Fort Ticonderoga, New York (May 10)
Fort Ticonderoga fell to American forces led by the Colonel Benedict Arnold and Ethan Allen, commander of the "Green Mountain Boys," prior to independence being declared, on May 10, 1775. The fort was minimally defended, yet its seizure permitted the American forces to garner a significant artillery force. Both sides recognized the critical position of the fort as controlling both Lake Champlain and the route from Canada to New York, but it was also important to maintain the ability to cut off New England and New York from the balance of the colonies. Two years later, on July 7, 1777, it was retaken by the British under General John Burgoyne on his way south to Albany. He mounted a cannon on Mount Defiance, seen in the first image to the right, which at higher elevation allowed bombardment of the fort. With a probability of defeat, the Americans abandoned the fort. Burgoyne was stopped at Saratoga.
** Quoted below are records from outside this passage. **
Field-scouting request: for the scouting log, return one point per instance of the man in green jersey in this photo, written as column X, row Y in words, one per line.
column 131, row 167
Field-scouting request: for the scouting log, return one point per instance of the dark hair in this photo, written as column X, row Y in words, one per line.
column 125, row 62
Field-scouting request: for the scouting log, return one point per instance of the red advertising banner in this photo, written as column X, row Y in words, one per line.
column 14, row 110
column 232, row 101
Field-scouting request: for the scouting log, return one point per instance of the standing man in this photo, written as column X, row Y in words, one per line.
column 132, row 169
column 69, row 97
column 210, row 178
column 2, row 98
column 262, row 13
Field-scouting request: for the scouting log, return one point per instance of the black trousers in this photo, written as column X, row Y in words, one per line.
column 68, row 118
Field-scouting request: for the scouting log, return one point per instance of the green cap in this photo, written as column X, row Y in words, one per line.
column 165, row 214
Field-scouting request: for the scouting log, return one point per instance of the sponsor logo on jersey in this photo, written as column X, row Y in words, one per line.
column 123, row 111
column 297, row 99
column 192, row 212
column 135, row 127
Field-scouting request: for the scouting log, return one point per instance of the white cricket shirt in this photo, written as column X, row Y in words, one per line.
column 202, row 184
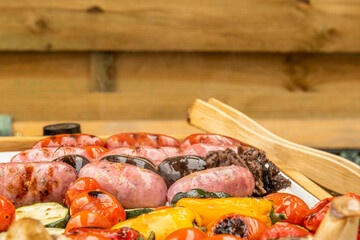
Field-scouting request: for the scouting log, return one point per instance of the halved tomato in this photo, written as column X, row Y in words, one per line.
column 87, row 219
column 100, row 202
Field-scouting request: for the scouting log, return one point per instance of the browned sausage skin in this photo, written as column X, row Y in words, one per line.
column 209, row 138
column 141, row 139
column 132, row 186
column 29, row 183
column 69, row 140
column 47, row 154
column 155, row 154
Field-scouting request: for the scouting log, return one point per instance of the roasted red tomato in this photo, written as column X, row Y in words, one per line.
column 116, row 234
column 186, row 234
column 141, row 139
column 284, row 230
column 315, row 215
column 95, row 152
column 87, row 219
column 7, row 213
column 100, row 202
column 223, row 237
column 291, row 205
column 69, row 140
column 210, row 138
column 238, row 225
column 79, row 186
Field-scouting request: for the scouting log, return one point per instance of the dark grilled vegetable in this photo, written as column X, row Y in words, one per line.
column 50, row 214
column 198, row 193
column 174, row 168
column 74, row 160
column 136, row 161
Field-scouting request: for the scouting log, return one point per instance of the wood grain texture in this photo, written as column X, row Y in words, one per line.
column 102, row 72
column 229, row 25
column 108, row 106
column 249, row 123
column 55, row 86
column 318, row 133
column 323, row 170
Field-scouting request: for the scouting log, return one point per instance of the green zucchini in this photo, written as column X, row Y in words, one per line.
column 132, row 213
column 198, row 193
column 50, row 214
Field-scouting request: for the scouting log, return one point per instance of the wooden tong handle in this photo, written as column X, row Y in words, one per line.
column 321, row 169
column 243, row 119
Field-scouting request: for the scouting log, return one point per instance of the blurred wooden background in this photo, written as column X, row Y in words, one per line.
column 279, row 61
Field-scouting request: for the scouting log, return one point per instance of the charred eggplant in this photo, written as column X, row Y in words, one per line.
column 174, row 168
column 74, row 160
column 136, row 161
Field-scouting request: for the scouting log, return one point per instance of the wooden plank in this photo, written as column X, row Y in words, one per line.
column 102, row 72
column 318, row 133
column 334, row 175
column 229, row 25
column 39, row 72
column 55, row 86
column 111, row 106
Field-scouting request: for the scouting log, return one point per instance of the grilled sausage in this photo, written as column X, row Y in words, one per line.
column 69, row 140
column 234, row 180
column 29, row 183
column 132, row 186
column 47, row 154
column 202, row 149
column 209, row 138
column 154, row 154
column 141, row 139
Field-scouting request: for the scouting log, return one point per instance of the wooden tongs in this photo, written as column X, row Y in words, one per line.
column 328, row 170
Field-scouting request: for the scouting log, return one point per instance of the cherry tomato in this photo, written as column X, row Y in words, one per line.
column 186, row 234
column 284, row 230
column 238, row 225
column 162, row 207
column 87, row 219
column 294, row 207
column 223, row 237
column 7, row 213
column 315, row 215
column 100, row 202
column 90, row 236
column 79, row 186
column 95, row 152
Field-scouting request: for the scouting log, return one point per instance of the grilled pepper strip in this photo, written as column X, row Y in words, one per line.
column 198, row 193
column 162, row 222
column 212, row 209
column 315, row 215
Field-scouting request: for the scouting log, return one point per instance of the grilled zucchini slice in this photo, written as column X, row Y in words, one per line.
column 50, row 214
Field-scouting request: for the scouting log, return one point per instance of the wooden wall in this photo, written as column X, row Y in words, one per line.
column 107, row 60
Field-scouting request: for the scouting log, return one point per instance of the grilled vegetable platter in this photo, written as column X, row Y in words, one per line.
column 151, row 186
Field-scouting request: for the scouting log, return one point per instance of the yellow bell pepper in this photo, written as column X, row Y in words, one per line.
column 213, row 208
column 162, row 222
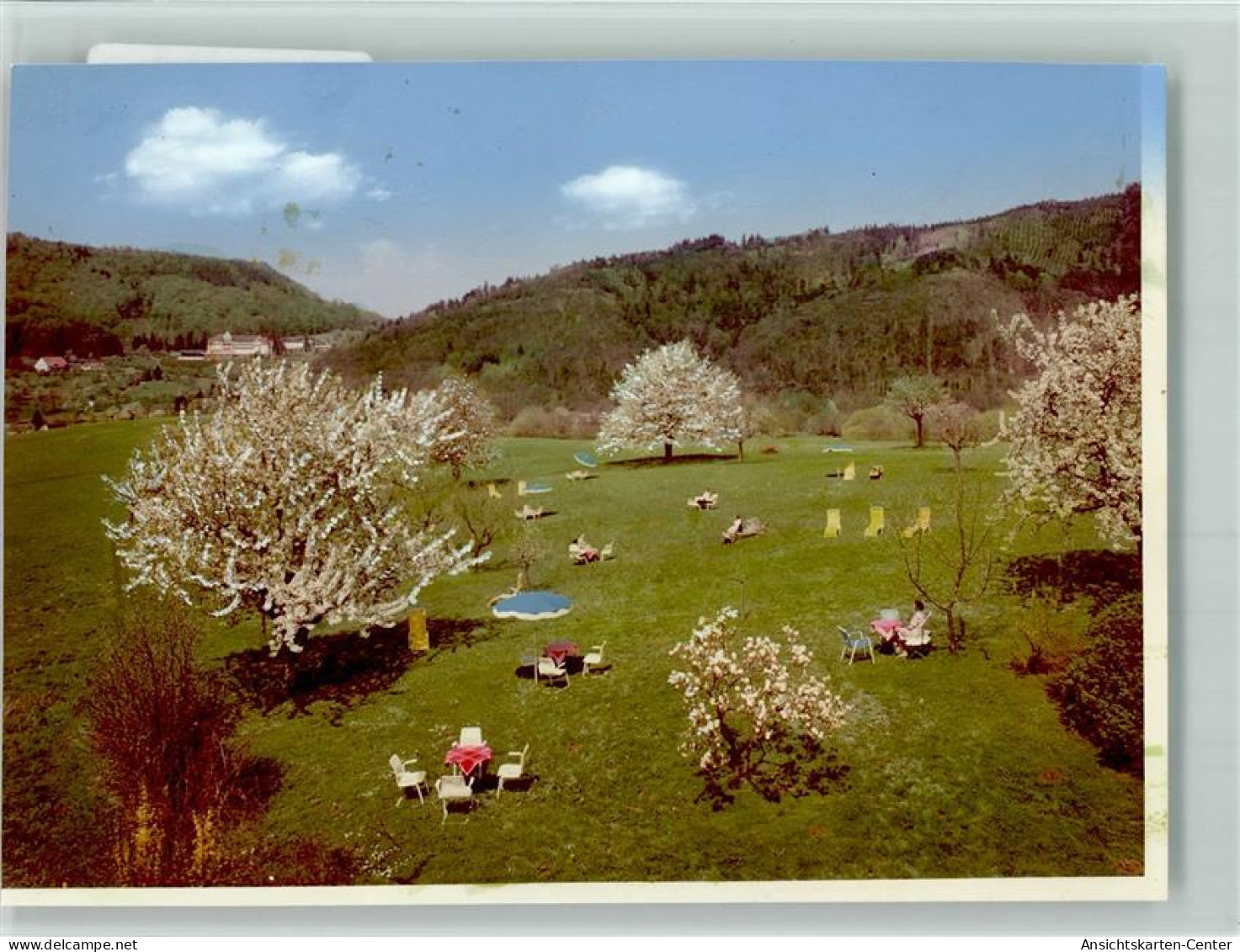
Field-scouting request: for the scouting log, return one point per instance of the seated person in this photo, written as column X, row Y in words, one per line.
column 913, row 635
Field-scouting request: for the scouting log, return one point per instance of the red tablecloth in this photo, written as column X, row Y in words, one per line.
column 560, row 650
column 884, row 627
column 468, row 757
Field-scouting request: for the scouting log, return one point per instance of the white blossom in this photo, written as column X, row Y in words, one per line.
column 289, row 501
column 673, row 396
column 466, row 424
column 1075, row 443
column 743, row 699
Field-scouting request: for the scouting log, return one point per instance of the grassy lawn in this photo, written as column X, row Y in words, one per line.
column 955, row 765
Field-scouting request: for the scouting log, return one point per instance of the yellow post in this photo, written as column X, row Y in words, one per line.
column 877, row 524
column 419, row 637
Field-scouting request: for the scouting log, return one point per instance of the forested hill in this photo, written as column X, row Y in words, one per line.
column 103, row 300
column 828, row 315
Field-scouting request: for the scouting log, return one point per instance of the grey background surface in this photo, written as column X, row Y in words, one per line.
column 1198, row 44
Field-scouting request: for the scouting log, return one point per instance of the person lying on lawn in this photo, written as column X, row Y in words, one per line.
column 582, row 552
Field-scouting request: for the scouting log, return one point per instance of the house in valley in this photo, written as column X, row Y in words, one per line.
column 47, row 364
column 238, row 345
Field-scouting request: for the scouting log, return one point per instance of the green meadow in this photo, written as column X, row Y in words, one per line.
column 951, row 765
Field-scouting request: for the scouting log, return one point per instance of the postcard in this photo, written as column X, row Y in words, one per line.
column 585, row 481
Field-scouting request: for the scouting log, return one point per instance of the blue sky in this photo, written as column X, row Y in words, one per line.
column 397, row 185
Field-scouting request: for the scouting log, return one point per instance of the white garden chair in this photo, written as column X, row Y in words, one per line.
column 513, row 770
column 408, row 779
column 453, row 789
column 550, row 671
column 593, row 658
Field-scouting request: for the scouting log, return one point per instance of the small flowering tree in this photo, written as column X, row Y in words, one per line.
column 673, row 396
column 288, row 501
column 956, row 425
column 466, row 427
column 755, row 713
column 913, row 396
column 1075, row 442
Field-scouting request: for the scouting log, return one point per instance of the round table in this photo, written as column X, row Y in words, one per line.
column 468, row 757
column 560, row 650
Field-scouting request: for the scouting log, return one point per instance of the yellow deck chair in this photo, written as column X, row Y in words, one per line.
column 922, row 524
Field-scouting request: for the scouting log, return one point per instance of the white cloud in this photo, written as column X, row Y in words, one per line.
column 626, row 196
column 217, row 165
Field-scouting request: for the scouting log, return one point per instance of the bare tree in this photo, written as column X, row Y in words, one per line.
column 955, row 566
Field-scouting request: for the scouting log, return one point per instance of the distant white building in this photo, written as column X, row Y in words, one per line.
column 46, row 364
column 241, row 345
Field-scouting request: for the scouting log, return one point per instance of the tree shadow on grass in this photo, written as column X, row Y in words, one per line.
column 794, row 770
column 343, row 669
column 258, row 780
column 1101, row 576
column 673, row 461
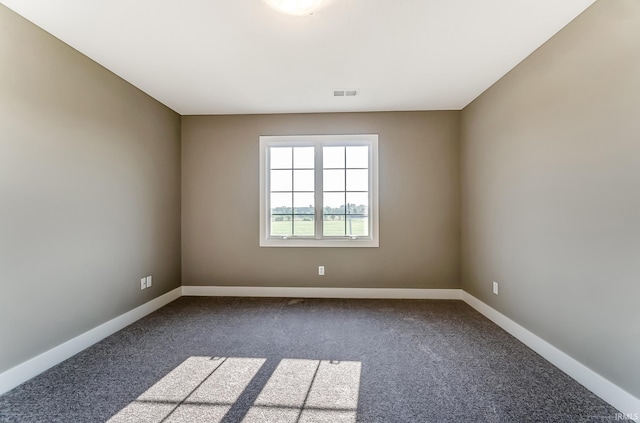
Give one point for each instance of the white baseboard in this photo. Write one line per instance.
(33, 367)
(300, 292)
(608, 391)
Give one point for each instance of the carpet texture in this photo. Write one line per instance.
(313, 360)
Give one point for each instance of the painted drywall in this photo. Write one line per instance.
(550, 198)
(419, 203)
(89, 193)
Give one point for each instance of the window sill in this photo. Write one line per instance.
(319, 243)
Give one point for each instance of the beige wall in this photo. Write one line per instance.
(419, 203)
(89, 193)
(551, 192)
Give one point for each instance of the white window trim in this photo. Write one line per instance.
(365, 139)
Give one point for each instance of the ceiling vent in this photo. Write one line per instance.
(345, 93)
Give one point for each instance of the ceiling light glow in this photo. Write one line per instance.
(296, 7)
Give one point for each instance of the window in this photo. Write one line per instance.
(319, 191)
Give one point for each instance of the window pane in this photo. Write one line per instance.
(281, 203)
(303, 157)
(333, 203)
(358, 156)
(280, 157)
(357, 225)
(358, 203)
(357, 180)
(281, 226)
(303, 203)
(303, 180)
(281, 180)
(332, 157)
(333, 226)
(333, 180)
(304, 226)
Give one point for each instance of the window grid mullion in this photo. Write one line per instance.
(319, 200)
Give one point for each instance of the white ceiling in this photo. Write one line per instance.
(240, 56)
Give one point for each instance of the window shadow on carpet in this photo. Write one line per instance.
(208, 388)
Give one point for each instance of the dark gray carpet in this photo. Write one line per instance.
(421, 361)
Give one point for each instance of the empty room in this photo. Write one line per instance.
(320, 211)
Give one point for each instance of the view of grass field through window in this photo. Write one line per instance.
(344, 187)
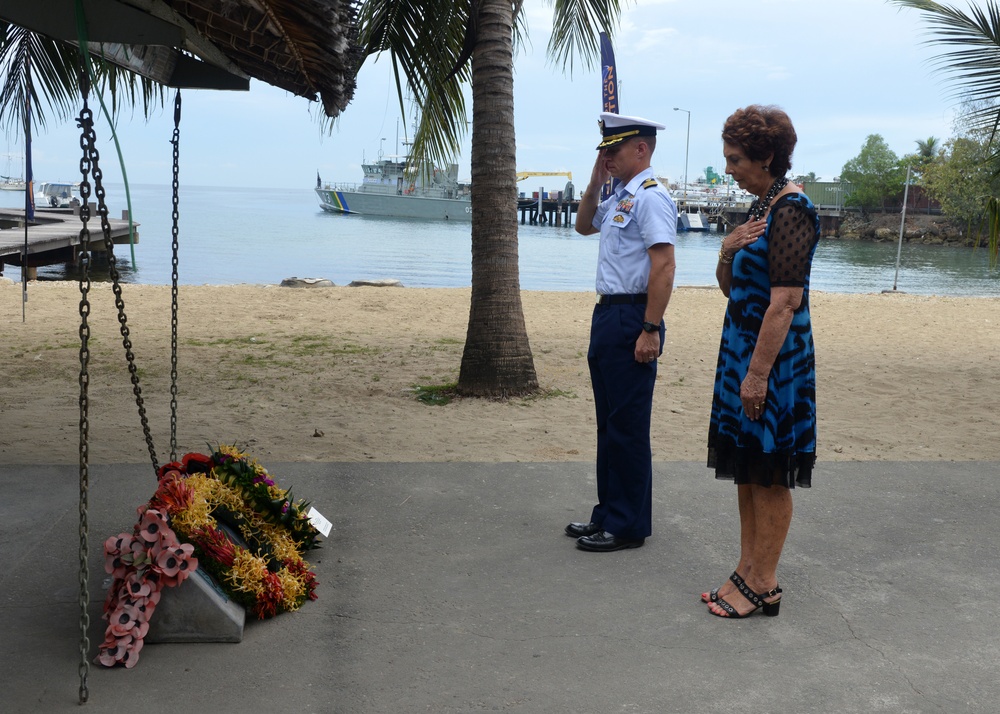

Bunker Hill, Massachusetts (June 17)
Following the battles at Lexington and Concord, the Americans besieged Boston. General Thomas Gage was commander of the British, and ordered recently arrived General William Howe to assault the American position in Charlestown, across the water, on June 17, 1775. Commanded by Colonel William Prescott, General Artemas Ward, and General Israel Putnam, the Americans had erected redoubts and breastwork overnight, and established a line from Breed's Hill to the Mystic River. British General John Burgoyne observed the battle from the British artillery position on Copp's Hill in Boston proper. The British direct assault up the hill took three efforts and resulted in great casualties. The Americans ran out of ammunition and ultimately were overrun. Patriot Joseph Warren was killed. The British won, and it was a costly victory. Some historians have attributed the bloodiness of it to Howe's later caution in pursuing tactical successes - as at Brooklyn.
Montreal (November 13)
Montreal surrendered to American General Richard Montgomery on November 13, 1775. Pictured below is a view of the Old City. Ethan Allen had previously attacked the city on September 25, 1775 and failed to take it, resulting in his capture and transportation to England. Allen led 110 Canadian and Connecticut troops; he was defeated by 500 British Regulars and militia under General Guy Carleton. Montgomery arrived with some 1200 troops against a garrison of only 150 defenders. Carleton himself was nearly captured. The American occupiers defaced the bust of King George III which is where the current statue of the founder of Montreal stands.
Quebec (December 31)
Colonel Benedict Arnold's incredible march from Kennebec, Maine (then part of Massachusetts) to Quebec took six weeks through bitter weather and harsh, unforgiving terrain. He started out with 1000 men and finished with 600. The plan was for him to team with General Richard Montgomery, who had occupied Montreal, to take Quebec. The goal was to neutralize the British and bring the "fourteenth colony" into the war. For those of his men in the Continental army, enlistment set to expire January 1, 1776, Arnold and Montgomery assembled their forces on the Plains of Abraham, and launched their assault on December 31, 1775. It proved disastrous. Quebec under General Sir Guy Carleton yielded 1,800 men; Arnold and Montgomery mustered 900 on the Plains of Abraham. Montgomery assaulted to the south along the Citadel and the Cape Diamond Bastion where he was killed. Arnold came through the north and the Palace Gate, was wounded at Sault-au-Matelot, and had to be carried out. Despite further heroic effort by Captain Daniel Morgan, the Americans were driven back or captured. They attempted to besiege the city through the spring, suffered disease, and withdrew as British reinforcements arrived. The American effort in Canada failed and was not seriously pursued again until the War of 1812.